Dubai Duty Free soars to record profits

Dubai Duty Free made almost Dh1.5billion (US$408.27 million) in profits this year as 57 million passengers helped lift sales to an all-time high.

Dubai, December 5, 2010 - Airline passengers purchase goods at one of several duty free shops in Dubai's Airport Terminal 3, December 5, 2010. (Jeff Topping/The National)
Powered by automated translation

Dubai Duty Free made almost Dh1.5 billion (US$408 million) in profits this year as the 57 million passengers passing through the emirate's international airport lifted sales to an all-time high.

The airport retailer is expected to generate just less than Dh5.9bn in revenue, on sales that included some 23,000 iPads, about two tonnes of gold and more than two million bottles of perfume.

The profit disclosure reveals that Dubai Duty Free now makes more money than global big names such as Harrods, Selfridges and Debenhams and has one of the strongest profit margins in retail.

"If you look at good airports like Heathrow and Gatwick, they sell to about 18 or 19 per cent of departing passengers," said Colm McLoughlin, the executive vice chairman of Dubai Duty Free. "We sell to about half of departing passengers."

Surging passenger traffic at Dubai International Airport is encouraging companies such as Dubai Duty Free and Emirates Airline to hire thousands of new staff, driving the emirate's rebound as the economy grows at its fastest rate since 2009.

Mr McLoughlin said that the retailer had hired 1,200 staff in the past two months alone as it prepared to add 8,000 square metres of retail space with the opening of the airport's Concourse A next year. It currently covers 18,000 sq metres of retail space.

"That will ease considerable congestion that we have now in the Emirates terminal and we think it will improve our business there," he said.

Dubai Duty Free expects sales to grow to about $3bn within five years . That is not only aiding its own expansion but also providing funds for the growth of the airport itself - including to help finance a new terminal with twice the footprint of London Heathrow's Terminal 5.

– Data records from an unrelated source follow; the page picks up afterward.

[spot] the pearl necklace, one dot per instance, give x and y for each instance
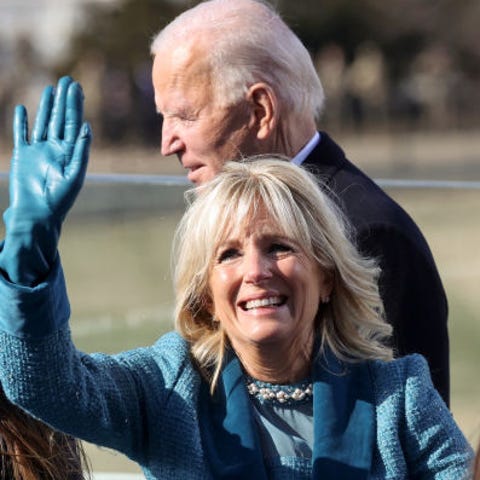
(282, 394)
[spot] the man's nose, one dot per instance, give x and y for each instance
(171, 142)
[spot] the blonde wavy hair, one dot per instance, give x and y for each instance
(351, 325)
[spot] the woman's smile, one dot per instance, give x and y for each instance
(265, 290)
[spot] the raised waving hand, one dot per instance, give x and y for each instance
(46, 174)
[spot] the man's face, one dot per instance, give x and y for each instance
(201, 133)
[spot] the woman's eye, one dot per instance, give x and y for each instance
(280, 248)
(228, 254)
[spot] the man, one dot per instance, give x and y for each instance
(231, 80)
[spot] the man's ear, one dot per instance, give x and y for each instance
(264, 110)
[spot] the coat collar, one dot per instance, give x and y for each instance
(344, 423)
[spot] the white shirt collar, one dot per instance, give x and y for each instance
(300, 157)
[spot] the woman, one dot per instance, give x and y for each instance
(279, 369)
(30, 450)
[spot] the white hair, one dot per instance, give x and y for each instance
(247, 42)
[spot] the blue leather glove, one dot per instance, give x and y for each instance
(46, 175)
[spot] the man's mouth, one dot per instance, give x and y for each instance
(263, 302)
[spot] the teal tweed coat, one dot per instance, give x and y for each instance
(372, 420)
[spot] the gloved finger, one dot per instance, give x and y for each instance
(43, 115)
(74, 112)
(20, 126)
(56, 126)
(76, 169)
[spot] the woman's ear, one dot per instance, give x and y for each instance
(264, 110)
(327, 287)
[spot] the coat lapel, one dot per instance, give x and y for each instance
(344, 419)
(229, 435)
(344, 423)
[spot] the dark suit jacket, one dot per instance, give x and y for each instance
(410, 286)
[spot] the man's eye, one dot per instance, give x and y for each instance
(227, 255)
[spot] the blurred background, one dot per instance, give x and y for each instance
(402, 80)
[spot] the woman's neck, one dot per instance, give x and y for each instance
(270, 363)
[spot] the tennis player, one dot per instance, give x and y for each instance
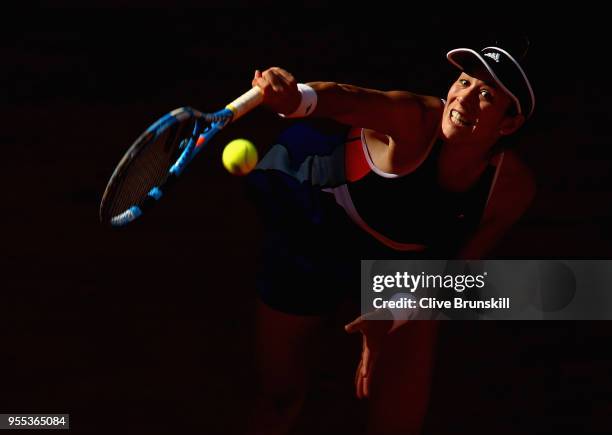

"Three years down the road, Concourse Four will be built at this airport. Most of the financing for that has been done by Dubai Duty Free," Mr McLoughlin said. "We have already taken a loan for $1.7 billion, which is for that project, and we will put another 7,000 square metres of retail space in there."

He said that while there were no immediate plans for Dubai Duty Free to raise further capital for the airport's expansion, he would not rule out the possibility.

Passenger traffic at the airport grew 8 per cent to 51 million last year and is expected to rise by more than 11 per cent this year to about 57 million.

Alpen Capital estimates the Middle East now accounts for about 7 per cent of the $46bnannual duty-free and travel retail sector. The sector has continued to expand in the region despite the Arab Spring.

"Dubai Duty Free has continued to maintain good momentum in 2012 and is on course to achieve another double-digit year on year growth in revenues," said Sameena Ahmad, the managing director of Alpen Capital. "Healthy tourist inflows from the Asia Pacific countries provide impetus to the region's duty free sales. Chinese travellers, in particular, are major consumers of watches and fashion products at the Dubai Duty Free."

Last week, the retailer recorded sales of $21m in a single day when it celebrated its 29th anniversary on December 20 with a 25 per cent discount offer. Perfumes were the biggest sellers of the day, with 58,000 bottles sold amounting to Dh20.5m. Watches and clocks were in second place with Dh17.8m in sales.